What a difference new (and hopefully) stable ownership makes.
Only days after getting a reprieve from Glendale City Council that will keep them in Arizona for the next five years, the Phoenix Coyotes jumped into the NHL free-agent market, landing the highest-scoring player available: centre Mike Ribeiro.
Ribeiro played for Coyotes head coach Dave Tippett in Dallas from 2006-09, which was a factor in his decision, but so were the dollars general manager Don Maloney could spend. In this case, US$22-million over four years, plus the stability of knowing the team was staying and playing in Arizona.
“Normally, we’re hitting the phones begging: ‘Will you please come and take a leap of faith?’” Maloney said with a rueful laugh Friday, “And that just gets old after a while. This was such a totally different experience.
“It just made our life 100-per-cent easier. Now, it was just a matter of ‘who do we want?’ and ‘what can we afford?’ There wasn’t any discussion of where we’re going to play. So that was a good thing.”
The Coyotes were like a lot of Western Conference teams at the end of the first day of free agency, shuffling pieces in and out, and hoping they got a little better overall.
They lost backup goaltender Jason Labarbera to the Edmonton Oilers, but replaced him with Thomas Greiss, the former San Jose Sharks backup. They also lost checking centre Boyd Gordon to the Oilers, but replaced him with Ribeiro, a far-more dynamic player, who – according to Maloney – gives them the play making centre they’ve been seeking for the past six years.
The Winnipeg Jets got in on the action, acquiring right-winger Devin Setoguchi from the Minnesota Wild for a second-round pick in the 2014 draft.
The Oilers were the most active Canadian team in the West, adding defenceman Andrew Ference (Boston Bruins) on a four-year, $13-million contract. Ference is from Sherwood Park, Alta., and tweeted a picture of himself as a young child, wearing an Oilers sweater, just before the announcement of his signing became official.
He and his wife have family in the area, so there was a lot of compelling off-ice reasons for Ference to sign there.

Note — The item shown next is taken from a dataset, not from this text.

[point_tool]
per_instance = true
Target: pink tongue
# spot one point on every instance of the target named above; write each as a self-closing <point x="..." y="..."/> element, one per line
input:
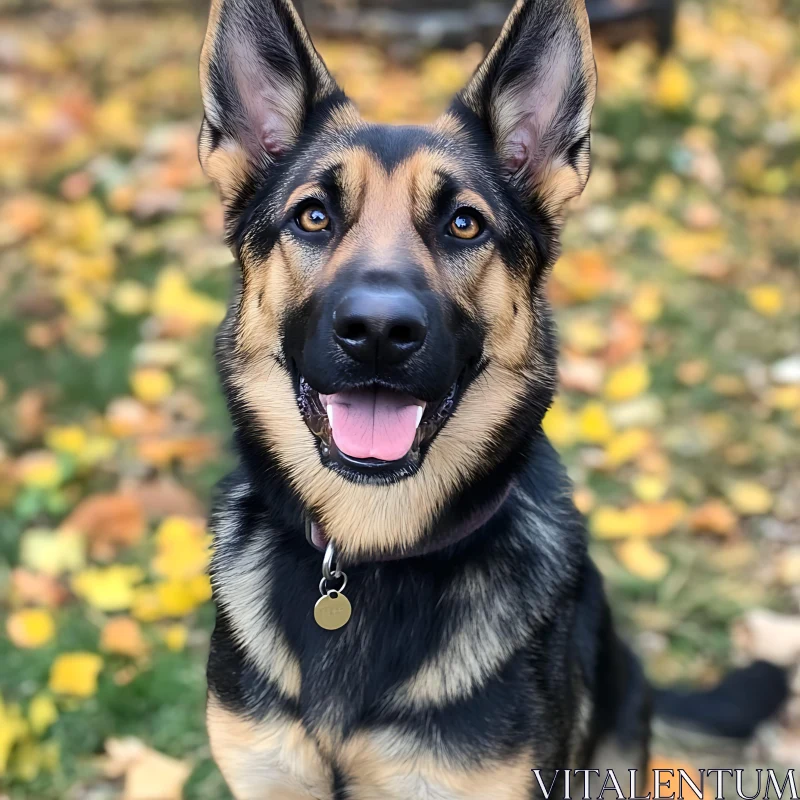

But the overriding decision was the Oilers’ potential – a team that has invested four seasons into a scorched-earth rebuilding program and has missed the playoffs for the last seven.
In Ference, the Oilers get a relatively undersized defenceman who nevertheless has played in three Stanley Cup finals since 2004 (two with the Bruins, one with the Calgary Flames). He became expendable in Boston largely for salary cap reasons, but also because the Bruins had a handful of NHL-ready defencemen in their player pipeline.
Gordon will replace Eric Belanger on the Oilers roster as a penalty-killing and faceoff specialist, while Labarbera will be the backup to No. 1 goalie Devin Dubnyk. The Oilers also completed a trade that sent captain Shawn Horcoff to the Dallas Stars for defenceman Philip Larsen and a 2016 seventh-round draft choice.
The fact the Oilers could trade Horcoff rather than issue him a compliance buyout had a lot to do with the structure of his contract, which was heavily front-loaded. While it carries a salary-cap charge of $5.5-million, the actual dollar amounts he will receive for the next two years are $4-million and $3-million respectively.
For a team such as Dallas, which won’t be spending to the cap any time soon, the extra cap charge doesn’t matter at all. In fact, it was just two seasons ago, when the Stars had to add players in order just to spend to the salary cap floor.
The additions will help Edmonton GM Craig MacTavish reshape his team, but do not represent the sort of “bold” moves he promised when he took over from Steve Tambellini.
All-sports cable TV channel TSN calculated $360-million had been committed to 52 players through the supper hour, which was about $140-million ahead of last year’s pace.
A year ago, however, the biggest dominoes, Zach Parise and Ryan Suter (both to the Wild), didn’t fall right away. They eventually added almost $200-million to the overall spending tally, which never seems to abate, no matter how many player lockouts they go through.
Ference and others were able to make their decisions more quickly this time around because of a two-day negotiating window written into the new collective agreement, which permitted prospective free agents to speak to potential suitors before the signing window officially opened.
The only thing that didn’t change: Players continued to reap huge financial rewards and Maloney, for one, said he didn’t expect to see that change any time soon.
“The cap for next season is artificially in place,” the GM said. “After that, when we did our projections of where it’s going, nobody seems to think it’s going down. When you start adding the really great job the NHL has done in marketing the sport – adding in the outdoor games and the Winter Classics and all the different revenue-generating possibilities – who knows where the cap goes, which is directly related to revenues?
“If I’ve learned anything in the last two days, if you have anybody you like, you better sign them sooner rather than later – and don’t let them get close to free agency.”